Fino ad ora ho prospettato gli aspetti escatologici utili a delineare le differenze tra un Islam dal quale dobbiamo diffidare e uno del quale (evitando ogni cedimento identitario e sbracamento ecumenista e relativista) ci possiamo fidare e che può essere un utile alleato nel controllo delle comunità islamiche incistate da noi.
Se moschea sì, scegliamo quella dove non si predichi la Da’wa integralista
affrontiamo adesso gli aspetti attinenti alla questione della sicurezza.
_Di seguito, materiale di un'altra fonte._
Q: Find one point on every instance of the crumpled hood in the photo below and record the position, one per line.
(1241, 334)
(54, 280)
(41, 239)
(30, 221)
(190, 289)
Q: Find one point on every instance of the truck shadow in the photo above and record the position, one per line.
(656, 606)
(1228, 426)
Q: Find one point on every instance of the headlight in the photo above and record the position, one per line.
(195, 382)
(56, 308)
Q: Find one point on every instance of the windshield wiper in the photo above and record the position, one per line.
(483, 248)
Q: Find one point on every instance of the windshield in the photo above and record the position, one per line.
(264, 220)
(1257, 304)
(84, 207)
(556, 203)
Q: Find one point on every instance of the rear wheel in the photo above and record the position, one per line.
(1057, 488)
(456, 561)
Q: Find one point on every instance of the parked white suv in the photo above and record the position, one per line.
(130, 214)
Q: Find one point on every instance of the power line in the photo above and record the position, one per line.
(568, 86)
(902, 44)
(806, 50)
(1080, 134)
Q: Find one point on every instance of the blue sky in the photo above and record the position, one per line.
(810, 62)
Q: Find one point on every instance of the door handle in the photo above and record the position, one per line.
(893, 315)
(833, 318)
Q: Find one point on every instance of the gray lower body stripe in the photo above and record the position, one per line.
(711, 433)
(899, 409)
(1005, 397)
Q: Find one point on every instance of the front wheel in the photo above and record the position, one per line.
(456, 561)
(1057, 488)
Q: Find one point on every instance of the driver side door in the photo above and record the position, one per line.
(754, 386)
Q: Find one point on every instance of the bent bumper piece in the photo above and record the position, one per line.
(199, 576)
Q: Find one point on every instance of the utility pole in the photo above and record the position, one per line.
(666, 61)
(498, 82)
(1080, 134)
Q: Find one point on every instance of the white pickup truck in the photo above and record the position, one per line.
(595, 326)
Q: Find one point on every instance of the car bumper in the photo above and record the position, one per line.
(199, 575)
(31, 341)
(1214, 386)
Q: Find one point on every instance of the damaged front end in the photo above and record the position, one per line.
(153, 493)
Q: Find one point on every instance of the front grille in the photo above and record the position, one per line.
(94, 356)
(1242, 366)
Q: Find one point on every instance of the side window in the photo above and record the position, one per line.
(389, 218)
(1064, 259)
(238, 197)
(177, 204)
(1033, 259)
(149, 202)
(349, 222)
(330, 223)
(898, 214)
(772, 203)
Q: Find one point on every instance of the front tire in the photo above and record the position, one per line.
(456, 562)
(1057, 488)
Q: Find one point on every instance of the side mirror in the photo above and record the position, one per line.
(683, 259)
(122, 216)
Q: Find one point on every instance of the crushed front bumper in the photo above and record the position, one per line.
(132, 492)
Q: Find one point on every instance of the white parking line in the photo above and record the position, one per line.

Una moschea gestita da un imam marocchino sarebbe un luogo in cui vi si praticherebbe una «da’wa» (invito ad ascoltare il messaggio dell’islam) orientata sì a conculcare la spiritualità musulmana, tuttavia nel rispetto delle leggi e delle tradizioni locali, una Da’wa ispirata all’allocuzione di Toumliline.
Ne deriverebbe sia la flemmatizzazione di ogni spinta integralista, sia la disciplina di una comunità che per religione e tradizioni differenti dalle nostre è suscettibile, di costituire (come troppo spesso costituisce adesso) un elemento di disturbo destinato sia ad espandersi, sia a incancrenirsi.
L’efficacia della presenza di imam che professano quello che abbiamo identificato essere l’Islam tollerante, è comprovata dal fatto che nel Sahel-Sahara la predicazione integralista delle avanguardie di ISIS ha cominciato ad arretrare con il sopraggiungere di imam inviati dal Marocco e adesso è quasi estinta.
La casa dell’ordine
Detto ciò, va tenuto presente che l’Islam è una religione “totalitaria” (absit iniuria verbis e buon per loro), poco incline ad accettare le altre fedi, perché il suo scopo è quello di passare dalla realtà della “dar al harb” (casa del disordine) a “dar al Islam” (casa dell’ordine) ove la società è totalmente islamizzata.
Nessuno deve adattare la propria spiritualità alla spiritualità di altri, ne va della propria sopravvivenza identitaria, pertanto, sta a noi recuperare l’avita identità spirituale, testimoniarla e difenderla, solo così si raggiungerà un equilibrio con la crescente comunità islamica che giunge da altre terre, perché a fronte di paletti spirituali identitari il musulmano in buona fede si dimostrerà rispettoso.
Dunque, se moschea deve essere, sia una moschea sovvenzionata dal Sovrano marocchino e con imam marocchini, con l’auspicio che essa possa fungere da sprone ad una nostra sincera conversione al Vangelo di ‘Aissa Ibn Mariam (Gesù figlio di Maria) rendendoci pronti a difenderlo ad oltranza, proprio come i musulmani sono disposti a difendere il Santo Corano.